Et puis l’Italie et ses nappes de temps incarné, de passé qui jamais ne passe, d’influx sans fond : la terre lombarde est bien l’un des personnages du film. Dans le livre, l’Antiquité est moins directement présente, mais l’Italie l’est, si c’est possible, davantage. Lors d’une escapade à Rome, Oliver et Elio apprennent d’ailleurs une drôle de manière de décrire l’existence : c’est le «syndrome de San Clemente», du nom de cette église située près de l’Esquilin, bâtie sur plusieurs anciens monuments, dont un mithræum, temple du dieu perse Mithra, et d’autres églises, successivement détruites et pourtant toujours là, en son tréfonds. «Like the subconscious, like love, like memory, like time itself, like every single one of us, the church is built on the ruins of subsequent restorations, there is no rock bottom, there is no first anything, just layers and secret passageways and interlocking chambers.» L’Italie dit quelque chose de l’humanité comme peu d’endroits au monde, elle le dit dans sa vétusté même, par ses couches superposées ou imbriquées, ses chambres de pierres et de siècles enchevêtrés, ses passages secrets, ses ruines sans commencement.

C’est sans sacrifier au narcissisme identitaire, je l’ai dit, que Call me by your name évoque la passion homosexuelle dans ses spécificités les plus concrètes, et c’est surtout sans même nous dire si ses héros sont homosexuels, comme si la question importait finalement assez peu : d’aucuns diront qu’on n’a en vérité affaire ni à de l’homosexualité, ni à de l’hétérosexualité – ni même à de la bisexualité, ces catégories n’ayant aucune valeur pour qui mène sa vie et se laisse habiter par son désir, intempestivement, à l’antique. Elio se plaît à imaginer les filles du village jouer avec le sexe d’Oliver – qui agirait en somme à la manière d’Achille aimant Patrocle autant que Briséis.
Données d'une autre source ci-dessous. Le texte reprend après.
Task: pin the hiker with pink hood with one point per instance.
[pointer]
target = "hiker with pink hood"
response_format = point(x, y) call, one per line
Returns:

Dans le livre, l’adolescent reconnaît même qu’une part de son amour pour son aîné s’explique par là, et par son désir de lui ressembler. Du reste lui-même sort avec Marzia, tout naturellement, et il serait trop facile de dire qu’il la dédaigne par la suite ou qu’il méprise ses caresses : après tout, la caméra nous le montre aussi découvrant cette sensualité-là, et en jouissant sans état d’âme.

Or c’est de la même manière, sans postulat identitaire, que Call me by your name nous parle de l’âme juive, sans avoir à nous dire pourquoi ses personnages sont qui ils sont, ce que cela «apporte» à l’intrigue, quelle morale en tirer. Et si le film finissait d’ailleurs sur une aporie ? Cette dimension ne me semble pas avoir été relevée comme il se devait : ça n’est en effet pas seulement, je crois, la parenté des deux «races maudites» décrites par Proust dans Sodome et Gomorrhe, et quoi qu’en dise au demeurant Aciman lui-même, qui importe ici. Je ne prétends pas que cette parenté ne soit pas du tout présente ou sous-jacente mais il y a plus, une dialectique anime en même temps l’œuvre, alors que si ces deux «identités» ne faisaient que renvoyer l’une à l’autre, elle ne serait pas métaphorique mais tout bonnement redondante.

L’amour d’Oliver et d’Elio est un amour viril, un amour grec. Un contraste entre leur «race» et leur identification aux purs modèles de l’idéal antique structure Call me by your name. Classique est l’antithèse de la beauté grecque et de la laideur juive, de la régularité apollinienne et du chaos mosaïque. Dans Solal, Albert Cohen le résumait ainsi : «Tandis qu’Apollon se mouchait à petits coups derrière une colonne, Moïse, homme de Dieu, tirait son vieux mouchoir à carreaux, immense, comme une tente, le secouait, l’éployait au vent de l’esprit et, regardant l’Eternel face à face, il se mouchait.» L’un des «poètes nationaux» d’Israël – mort en fait avant la création de l’Etat –, Saül Tchernikhovsky, écrivait ainsi en 1899 l’une de ses plus célèbres odes, et c’est, dans la langue même de la Bible, Apollon, seigneur du soleil et des arts, qui en est le destinataire et le personnage principal : Je suis venu à toi, dieu délaissé des siècles, / Dieu des lunes d’antan et des jours étrangers… Je suis venu à toi : ne me connais-tu plus ? / Me voici, moi, le Juif, vieille est notre querelle ! Et au sujet de son propre peuple auquel il reproche d’avoir emprisonné le puissant «dieu des déserts» par les lanières de ses phylactères, il s’écrie, amer : Trop vieille est cette race, et trop vieux est son dieu.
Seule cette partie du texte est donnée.